FIG 4.

Binding of immunized-goat antisera and MAbs to linear-synthetic biotinylated peptides by ELISA. (A and B) Human MAbs (HC33.4, HC84.26, and human IgG1 isotype control B6) at 5 μg/ml (A) or immunized-goat antisera from G757 diluted 1:50 (B) were incubated with biotinylated peptides precaptured in NeutrAvidin-coated microtiter plate wells. Two peptides from E2 (aa 409 to 423 and aa 433 to 447) and an irrelevant (Irr) biotinylated peptide of similar length were used (see Materials and Methods for the sequences). Binding was detected with species-specific AP-conjugated secondary antibodies. The results are presented as fold binding signal to peptide over the cutoff value.

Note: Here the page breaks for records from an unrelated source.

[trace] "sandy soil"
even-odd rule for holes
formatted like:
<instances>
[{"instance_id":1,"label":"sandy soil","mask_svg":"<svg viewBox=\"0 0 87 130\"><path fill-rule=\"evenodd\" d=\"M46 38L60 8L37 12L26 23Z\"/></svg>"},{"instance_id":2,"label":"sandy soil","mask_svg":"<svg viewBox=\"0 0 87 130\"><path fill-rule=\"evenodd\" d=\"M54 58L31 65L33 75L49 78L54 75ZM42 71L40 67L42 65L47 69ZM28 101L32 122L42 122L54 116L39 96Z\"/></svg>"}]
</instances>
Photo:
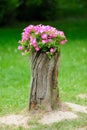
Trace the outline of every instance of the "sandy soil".
<instances>
[{"instance_id":1,"label":"sandy soil","mask_svg":"<svg viewBox=\"0 0 87 130\"><path fill-rule=\"evenodd\" d=\"M73 104L73 103L69 103L69 102L66 102L66 104L67 104L73 111L82 112L82 113L87 113L87 107L86 107L86 106L81 106L81 105Z\"/></svg>"},{"instance_id":2,"label":"sandy soil","mask_svg":"<svg viewBox=\"0 0 87 130\"><path fill-rule=\"evenodd\" d=\"M79 94L77 95L77 98L81 98L81 99L87 99L87 94Z\"/></svg>"},{"instance_id":3,"label":"sandy soil","mask_svg":"<svg viewBox=\"0 0 87 130\"><path fill-rule=\"evenodd\" d=\"M15 126L23 126L28 127L27 121L29 117L24 115L8 115L0 117L0 123L5 125L15 125Z\"/></svg>"},{"instance_id":4,"label":"sandy soil","mask_svg":"<svg viewBox=\"0 0 87 130\"><path fill-rule=\"evenodd\" d=\"M49 112L48 114L45 114L40 120L40 123L50 124L54 122L59 122L63 119L76 119L76 118L77 118L77 115L74 114L73 112L53 111L53 112Z\"/></svg>"},{"instance_id":5,"label":"sandy soil","mask_svg":"<svg viewBox=\"0 0 87 130\"><path fill-rule=\"evenodd\" d=\"M50 124L54 122L59 122L64 119L76 119L78 116L76 115L76 112L82 112L87 113L87 107L86 106L80 106L77 104L65 103L67 107L69 107L71 110L65 110L65 111L51 111L46 112L41 116L40 120L38 120L39 123L42 124ZM23 126L25 128L29 127L28 121L32 119L31 115L24 115L22 113L15 115L8 115L0 117L0 124L4 125L15 125L15 126ZM82 129L84 130L84 129Z\"/></svg>"}]
</instances>

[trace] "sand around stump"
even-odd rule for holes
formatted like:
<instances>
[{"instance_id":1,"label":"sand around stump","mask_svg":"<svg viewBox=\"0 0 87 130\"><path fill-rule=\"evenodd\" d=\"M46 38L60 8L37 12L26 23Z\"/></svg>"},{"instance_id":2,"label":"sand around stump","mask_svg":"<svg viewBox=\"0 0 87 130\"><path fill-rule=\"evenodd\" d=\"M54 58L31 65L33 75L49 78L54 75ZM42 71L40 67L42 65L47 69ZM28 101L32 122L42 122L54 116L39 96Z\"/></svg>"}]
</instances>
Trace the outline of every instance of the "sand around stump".
<instances>
[{"instance_id":1,"label":"sand around stump","mask_svg":"<svg viewBox=\"0 0 87 130\"><path fill-rule=\"evenodd\" d=\"M53 111L44 115L43 118L40 120L40 122L42 124L50 124L54 122L59 122L64 119L75 119L75 118L77 118L77 115L69 111L66 111L66 112Z\"/></svg>"},{"instance_id":2,"label":"sand around stump","mask_svg":"<svg viewBox=\"0 0 87 130\"><path fill-rule=\"evenodd\" d=\"M66 102L66 104L67 104L73 111L82 112L82 113L87 113L87 107L86 107L86 106L81 106L81 105L73 104L73 103L69 103L69 102Z\"/></svg>"},{"instance_id":3,"label":"sand around stump","mask_svg":"<svg viewBox=\"0 0 87 130\"><path fill-rule=\"evenodd\" d=\"M81 99L87 99L87 94L79 94L77 95L77 98L81 98Z\"/></svg>"},{"instance_id":4,"label":"sand around stump","mask_svg":"<svg viewBox=\"0 0 87 130\"><path fill-rule=\"evenodd\" d=\"M23 115L8 115L0 117L0 123L5 125L16 125L16 126L23 126L28 127L27 121L29 117Z\"/></svg>"},{"instance_id":5,"label":"sand around stump","mask_svg":"<svg viewBox=\"0 0 87 130\"><path fill-rule=\"evenodd\" d=\"M41 124L51 124L54 122L60 122L64 119L76 119L78 116L76 112L87 113L86 106L80 106L73 103L65 103L68 107L70 107L71 111L51 111L46 112L41 115L40 119L37 122ZM38 115L38 114L37 114ZM37 116L36 115L36 116ZM34 115L35 116L35 115ZM0 117L0 124L1 125L15 125L15 126L23 126L25 128L29 127L29 121L33 119L33 115L24 115L24 114L12 114L8 116Z\"/></svg>"},{"instance_id":6,"label":"sand around stump","mask_svg":"<svg viewBox=\"0 0 87 130\"><path fill-rule=\"evenodd\" d=\"M83 128L80 128L78 130L87 130L87 126L83 127Z\"/></svg>"}]
</instances>

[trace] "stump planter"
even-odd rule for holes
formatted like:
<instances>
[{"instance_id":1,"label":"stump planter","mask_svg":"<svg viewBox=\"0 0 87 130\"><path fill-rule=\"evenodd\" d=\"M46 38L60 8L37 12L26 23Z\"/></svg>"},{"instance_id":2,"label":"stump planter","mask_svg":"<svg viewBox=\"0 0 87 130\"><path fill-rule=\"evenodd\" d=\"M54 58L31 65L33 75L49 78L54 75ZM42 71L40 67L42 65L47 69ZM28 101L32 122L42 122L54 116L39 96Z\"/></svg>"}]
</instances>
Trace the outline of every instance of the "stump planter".
<instances>
[{"instance_id":1,"label":"stump planter","mask_svg":"<svg viewBox=\"0 0 87 130\"><path fill-rule=\"evenodd\" d=\"M29 110L53 110L60 104L58 89L59 54L51 59L46 53L35 52L30 57L31 84Z\"/></svg>"},{"instance_id":2,"label":"stump planter","mask_svg":"<svg viewBox=\"0 0 87 130\"><path fill-rule=\"evenodd\" d=\"M29 25L22 32L18 50L30 54L31 85L29 110L61 107L58 89L59 52L67 42L63 31L49 25Z\"/></svg>"}]
</instances>

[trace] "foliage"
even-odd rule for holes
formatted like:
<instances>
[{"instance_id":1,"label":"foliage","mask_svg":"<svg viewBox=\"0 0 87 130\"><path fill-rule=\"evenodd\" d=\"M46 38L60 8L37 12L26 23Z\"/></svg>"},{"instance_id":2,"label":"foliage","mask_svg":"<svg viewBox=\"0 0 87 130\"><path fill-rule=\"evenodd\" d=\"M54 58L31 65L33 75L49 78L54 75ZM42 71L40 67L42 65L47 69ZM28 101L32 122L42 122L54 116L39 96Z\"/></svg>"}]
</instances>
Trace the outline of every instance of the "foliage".
<instances>
[{"instance_id":1,"label":"foliage","mask_svg":"<svg viewBox=\"0 0 87 130\"><path fill-rule=\"evenodd\" d=\"M18 19L21 21L56 19L57 3L57 0L22 1L18 7ZM21 10L23 10L22 13Z\"/></svg>"},{"instance_id":2,"label":"foliage","mask_svg":"<svg viewBox=\"0 0 87 130\"><path fill-rule=\"evenodd\" d=\"M62 31L49 25L29 25L22 33L22 40L19 41L22 54L33 52L44 52L51 57L60 50L60 44L66 42L66 37Z\"/></svg>"},{"instance_id":3,"label":"foliage","mask_svg":"<svg viewBox=\"0 0 87 130\"><path fill-rule=\"evenodd\" d=\"M84 17L87 12L86 0L59 0L60 15L62 17ZM61 17L60 16L60 17Z\"/></svg>"},{"instance_id":4,"label":"foliage","mask_svg":"<svg viewBox=\"0 0 87 130\"><path fill-rule=\"evenodd\" d=\"M42 3L36 8L35 15L38 15L40 20L55 20L58 15L58 1L57 0L42 0Z\"/></svg>"},{"instance_id":5,"label":"foliage","mask_svg":"<svg viewBox=\"0 0 87 130\"><path fill-rule=\"evenodd\" d=\"M86 0L0 0L0 25L19 21L86 17Z\"/></svg>"},{"instance_id":6,"label":"foliage","mask_svg":"<svg viewBox=\"0 0 87 130\"><path fill-rule=\"evenodd\" d=\"M40 5L43 0L27 0L26 5Z\"/></svg>"},{"instance_id":7,"label":"foliage","mask_svg":"<svg viewBox=\"0 0 87 130\"><path fill-rule=\"evenodd\" d=\"M8 24L16 17L18 0L0 0L0 24Z\"/></svg>"}]
</instances>

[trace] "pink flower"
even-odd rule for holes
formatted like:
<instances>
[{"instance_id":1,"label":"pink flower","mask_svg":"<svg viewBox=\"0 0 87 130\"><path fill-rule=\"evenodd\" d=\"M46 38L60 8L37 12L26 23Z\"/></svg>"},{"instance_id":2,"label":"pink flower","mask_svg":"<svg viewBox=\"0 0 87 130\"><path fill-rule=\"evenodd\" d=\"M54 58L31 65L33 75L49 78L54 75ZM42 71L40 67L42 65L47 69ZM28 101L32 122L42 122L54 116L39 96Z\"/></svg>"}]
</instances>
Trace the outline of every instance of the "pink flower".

The cutoff value was determined by the mean binding to the same peptide plus 3 standard deviations by either G757 Pre (A) or human IgG1 isotype control MAb B6 (B). (C) The ability of goat sera to compete with MAb binding to peptide was determined. Diluted goat antisera were added to wells containing peptide for 1 hour, followed by incubation of the MAb at 5 μg/ml. The MAb and the target peptide are indicated. Binding of the MAbs was detected, and the percent MAb binding in the presence of G757 antisera was normalized to binding in the presence of G757 Pre. The error bars show standard deviations of all replicates from at least two independent experiments done in triplicate. Statistical evaluation comparing the competition with the binding of MAbs to target peptide or irrelevant peptide was performed using a two-tailed unpaired t test, and the P values are shown.